Cheapest $/vRAM GPU right now? Is it a good time?

[-]

Dr_Superfluid@reddit

I think your best bet is M2 Ultra Mac Studios. You can find 192GB ones for around 3.5k.

By clustering just 2 of them you have almost 400GB which fits almost everything, and you don’t have to deal with a big cluster just two computers that are easy to connect via Thunderbolt bridge.

[-]

You are kinda forgetting a player in this, Intel has some cards that could do. I'm not really sure but here in Spain in pccomponentes.com there is an Sparkle ROC OC Edition Intel Arc A770 16 GB GDDR6 memory card for 350 euro give or take. if you can spend 1k more or less, and your motherboard allows it, use 2 graphics cards and get 32gb vram at gddr6 speeds. not the fastest but fine.

[-]

Russ_Dill@reddit

You can get dual Radeon RX 6800's (32GB total) for about $540 or $17/GB.

[-]

lostborion@reddit

I'm in your same situation and I decided to try get some used 3090, they can be found in my country around 3000zl, approx 700$. I needed 2 failed attempts, first one was a scammer and second one was a Zotac that was throttling as soon as I'd try to load nvidia-smi in Linux. Finally I was rewarded with a 3090FE mint condition, stable 90 degrees Hotspot. Now what I don't know is which model should I try first

[-]

truci@reddit

With that card I would first go have some fun with stable diffusion and image and video generation. The noob friendly place to start would be swarmUI. Download, install and have fun playing with all the image models.

[-]

lostborion@reddit

Thank you for the recommendation I didn't know about it, installing rn

[-]

eloquentemu@reddit

$/GB isn't really a good metric since it hides how fast that memory is, and that's and extremely important part of the spec (if it didn't need to be fast a CPU would be fine). Also, one large card is better than two smaller cards, unless you really want to tune execution and then you're probably using more power, etc.

Some thoughts:

The 3090 is still a champ for the large and fast memory: even most modern cards don't have faster memory. It's probably the only thing really worthwile under $1k.
The super series might replace it, but that still doesn't exist so IDK if it's worth waiting for.
The R9700 is not amazing, but does offer 32GB of RAM at roughly 5070 (not Ti) performance.
Dual 5060 ti 16GB is a popular pick and can be okay if you get parallel inference running smoothly, but keep in mind that's still not plug-and-play AFAIK. Without parallel, they're slow and splitting across GPUs can be inefficient for memory utilization.

[-]

NeverEnPassant@reddit

I actually think the 3090 is highly overrated considering it's ~$700 used. That means you take a lot of risk and the lifetime of the card and resell may be significantly diminished.

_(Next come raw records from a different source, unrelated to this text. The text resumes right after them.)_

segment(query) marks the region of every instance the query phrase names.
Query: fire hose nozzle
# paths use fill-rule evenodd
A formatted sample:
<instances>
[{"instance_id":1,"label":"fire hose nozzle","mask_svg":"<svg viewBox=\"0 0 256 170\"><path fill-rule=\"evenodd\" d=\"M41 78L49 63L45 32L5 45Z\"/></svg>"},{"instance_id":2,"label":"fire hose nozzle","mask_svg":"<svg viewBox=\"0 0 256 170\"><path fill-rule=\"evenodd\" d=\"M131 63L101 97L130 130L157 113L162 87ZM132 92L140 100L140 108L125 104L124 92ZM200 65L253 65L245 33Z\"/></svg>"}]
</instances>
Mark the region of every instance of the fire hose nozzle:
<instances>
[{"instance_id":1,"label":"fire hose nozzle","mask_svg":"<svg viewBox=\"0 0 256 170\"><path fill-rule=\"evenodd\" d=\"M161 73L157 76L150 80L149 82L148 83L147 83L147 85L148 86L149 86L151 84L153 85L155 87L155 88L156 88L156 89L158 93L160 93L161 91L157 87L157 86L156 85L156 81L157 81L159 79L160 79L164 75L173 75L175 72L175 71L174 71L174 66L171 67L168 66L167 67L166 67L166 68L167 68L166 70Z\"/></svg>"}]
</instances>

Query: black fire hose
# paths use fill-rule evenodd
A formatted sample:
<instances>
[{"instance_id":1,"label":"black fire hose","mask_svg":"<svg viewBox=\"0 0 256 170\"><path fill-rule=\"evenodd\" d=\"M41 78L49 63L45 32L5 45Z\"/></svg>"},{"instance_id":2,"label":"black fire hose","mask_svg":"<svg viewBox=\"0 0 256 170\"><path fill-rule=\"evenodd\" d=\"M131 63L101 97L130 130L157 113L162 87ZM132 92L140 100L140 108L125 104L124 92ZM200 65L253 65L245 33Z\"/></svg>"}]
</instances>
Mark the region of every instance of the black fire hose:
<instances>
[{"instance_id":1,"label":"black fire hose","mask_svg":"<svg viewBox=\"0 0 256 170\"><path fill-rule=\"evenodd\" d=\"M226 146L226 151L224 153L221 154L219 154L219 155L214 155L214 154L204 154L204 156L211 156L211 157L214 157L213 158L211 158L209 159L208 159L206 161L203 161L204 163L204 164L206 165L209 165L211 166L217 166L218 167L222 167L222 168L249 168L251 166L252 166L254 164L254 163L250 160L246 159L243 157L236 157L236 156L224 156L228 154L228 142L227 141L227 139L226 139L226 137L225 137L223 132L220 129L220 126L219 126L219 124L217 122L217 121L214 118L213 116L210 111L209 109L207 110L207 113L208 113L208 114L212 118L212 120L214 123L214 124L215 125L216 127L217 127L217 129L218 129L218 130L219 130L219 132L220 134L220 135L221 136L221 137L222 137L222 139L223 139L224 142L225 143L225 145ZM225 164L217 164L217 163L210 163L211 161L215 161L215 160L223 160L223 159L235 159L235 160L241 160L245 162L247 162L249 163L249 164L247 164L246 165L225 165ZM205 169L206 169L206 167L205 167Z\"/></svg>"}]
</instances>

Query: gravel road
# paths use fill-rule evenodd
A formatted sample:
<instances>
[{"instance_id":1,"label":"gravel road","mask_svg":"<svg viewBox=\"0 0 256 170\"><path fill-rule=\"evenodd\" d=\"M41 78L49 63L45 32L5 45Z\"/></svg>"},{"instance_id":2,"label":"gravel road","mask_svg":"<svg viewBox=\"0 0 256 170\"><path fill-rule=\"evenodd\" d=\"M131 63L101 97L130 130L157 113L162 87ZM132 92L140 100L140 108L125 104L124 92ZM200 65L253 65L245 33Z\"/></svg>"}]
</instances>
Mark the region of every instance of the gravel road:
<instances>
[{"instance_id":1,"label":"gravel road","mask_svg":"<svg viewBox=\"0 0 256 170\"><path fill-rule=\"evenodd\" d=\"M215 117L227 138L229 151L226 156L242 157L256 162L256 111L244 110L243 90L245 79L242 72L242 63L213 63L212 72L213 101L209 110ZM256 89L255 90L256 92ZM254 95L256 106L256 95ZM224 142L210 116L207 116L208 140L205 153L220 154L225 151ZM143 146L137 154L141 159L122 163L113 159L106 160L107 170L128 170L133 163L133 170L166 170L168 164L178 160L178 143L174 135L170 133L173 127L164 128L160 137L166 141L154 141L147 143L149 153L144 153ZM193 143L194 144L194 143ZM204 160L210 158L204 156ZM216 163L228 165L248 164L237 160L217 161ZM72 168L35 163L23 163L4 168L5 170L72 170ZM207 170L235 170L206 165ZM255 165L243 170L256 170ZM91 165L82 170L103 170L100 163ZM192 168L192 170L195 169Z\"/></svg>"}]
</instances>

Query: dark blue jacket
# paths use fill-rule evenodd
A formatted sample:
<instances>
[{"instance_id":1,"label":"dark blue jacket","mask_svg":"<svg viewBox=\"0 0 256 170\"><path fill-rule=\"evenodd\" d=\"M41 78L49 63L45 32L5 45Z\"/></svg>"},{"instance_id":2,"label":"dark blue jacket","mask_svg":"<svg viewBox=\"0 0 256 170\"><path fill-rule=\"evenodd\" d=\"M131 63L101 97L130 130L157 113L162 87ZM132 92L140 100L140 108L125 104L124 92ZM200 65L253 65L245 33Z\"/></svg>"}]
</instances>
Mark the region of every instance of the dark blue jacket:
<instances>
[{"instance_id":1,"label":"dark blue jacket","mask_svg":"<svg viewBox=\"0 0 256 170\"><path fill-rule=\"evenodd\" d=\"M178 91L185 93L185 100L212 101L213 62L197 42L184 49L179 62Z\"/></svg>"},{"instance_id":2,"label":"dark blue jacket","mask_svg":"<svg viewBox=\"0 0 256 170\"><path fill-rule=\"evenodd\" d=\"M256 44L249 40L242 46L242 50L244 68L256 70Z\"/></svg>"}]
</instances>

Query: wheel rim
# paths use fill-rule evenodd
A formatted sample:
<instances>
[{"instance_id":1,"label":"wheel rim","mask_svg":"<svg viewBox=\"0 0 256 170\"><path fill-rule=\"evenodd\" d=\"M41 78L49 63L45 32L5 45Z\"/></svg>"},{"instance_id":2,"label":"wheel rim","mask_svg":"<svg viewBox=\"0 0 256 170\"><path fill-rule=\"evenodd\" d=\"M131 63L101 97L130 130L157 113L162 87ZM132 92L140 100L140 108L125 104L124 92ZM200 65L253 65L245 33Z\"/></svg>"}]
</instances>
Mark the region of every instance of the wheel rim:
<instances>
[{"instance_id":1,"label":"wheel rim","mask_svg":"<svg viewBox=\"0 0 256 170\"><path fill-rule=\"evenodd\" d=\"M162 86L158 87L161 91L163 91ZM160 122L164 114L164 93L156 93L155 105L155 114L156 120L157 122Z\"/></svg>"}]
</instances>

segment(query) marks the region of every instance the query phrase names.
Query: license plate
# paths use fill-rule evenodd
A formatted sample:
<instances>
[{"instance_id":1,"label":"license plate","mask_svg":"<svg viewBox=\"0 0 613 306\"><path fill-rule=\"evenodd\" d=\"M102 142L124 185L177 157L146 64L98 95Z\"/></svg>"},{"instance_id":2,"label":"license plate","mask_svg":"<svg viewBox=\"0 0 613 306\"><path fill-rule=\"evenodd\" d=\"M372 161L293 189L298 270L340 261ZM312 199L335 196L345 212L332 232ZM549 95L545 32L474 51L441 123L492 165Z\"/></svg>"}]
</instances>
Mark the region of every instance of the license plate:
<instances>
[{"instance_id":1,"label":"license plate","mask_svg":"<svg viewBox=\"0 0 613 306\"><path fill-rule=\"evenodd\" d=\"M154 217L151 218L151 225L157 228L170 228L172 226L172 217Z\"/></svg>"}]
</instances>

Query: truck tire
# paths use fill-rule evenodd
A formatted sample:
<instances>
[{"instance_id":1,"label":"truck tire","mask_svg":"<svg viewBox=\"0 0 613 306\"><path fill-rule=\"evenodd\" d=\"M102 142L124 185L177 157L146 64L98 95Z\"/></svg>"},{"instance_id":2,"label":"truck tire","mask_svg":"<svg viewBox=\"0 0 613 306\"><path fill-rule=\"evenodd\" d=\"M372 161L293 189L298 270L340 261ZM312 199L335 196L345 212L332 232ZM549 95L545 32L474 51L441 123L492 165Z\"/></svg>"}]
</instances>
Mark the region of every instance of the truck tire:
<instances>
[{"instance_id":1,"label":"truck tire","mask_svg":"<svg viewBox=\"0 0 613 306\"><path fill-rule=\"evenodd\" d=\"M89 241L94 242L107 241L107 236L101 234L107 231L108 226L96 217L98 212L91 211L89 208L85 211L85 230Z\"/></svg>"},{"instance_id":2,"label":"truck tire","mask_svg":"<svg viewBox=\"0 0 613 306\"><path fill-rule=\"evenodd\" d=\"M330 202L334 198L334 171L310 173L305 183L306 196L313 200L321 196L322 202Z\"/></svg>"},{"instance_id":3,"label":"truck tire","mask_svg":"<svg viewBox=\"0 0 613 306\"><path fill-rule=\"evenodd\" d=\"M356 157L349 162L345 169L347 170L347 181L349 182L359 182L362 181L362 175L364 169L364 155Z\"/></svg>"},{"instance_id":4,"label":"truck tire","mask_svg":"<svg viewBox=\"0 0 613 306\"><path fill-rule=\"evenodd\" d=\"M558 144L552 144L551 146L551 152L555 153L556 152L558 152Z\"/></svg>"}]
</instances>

For $2000, a 5090 gets you 8GB more memory, 2x the memory bandwidth, pcie5, more efficient power usage, MUCH more computer, and native 4-bit support.

[-]

eloquentemu@reddit

While true, I imagine the 3090 has plenty more years in it. Enough, at least, that it'll probably end up being cheaper to get a 3090 now and another GPU in a couple years (used 5090?) when (if) it dies.

I'll also say that the 5090 (well, I tested the 6000 PRO) doesn't really live up to its bandwidth in a lot of cases and I find the 4090 is pretty competitive, especially when doing CPU+GPU MoE. Of course, the 4090 has 2x the compute of the 3090 and you can definitely feel that. But regardless, the 3090 is still very solid.

[-]

NeverEnPassant@reddit

While true, I imagine the 3090 has plenty more years in it. Enough, at least, that it'll probably end up being cheaper to get a 3090 now and another GPU in a couple years (used 5090?) when (if) it dies.

But then again, the 5090 resale will be even better. No strong opinion here.

I'll also say that the 5090 (well, I tested the 6000 PRO) doesn't really live up to its bandwidth in a lot of cases and I find the 4090 is pretty competitive, especially when doing CPU+GPU MoE.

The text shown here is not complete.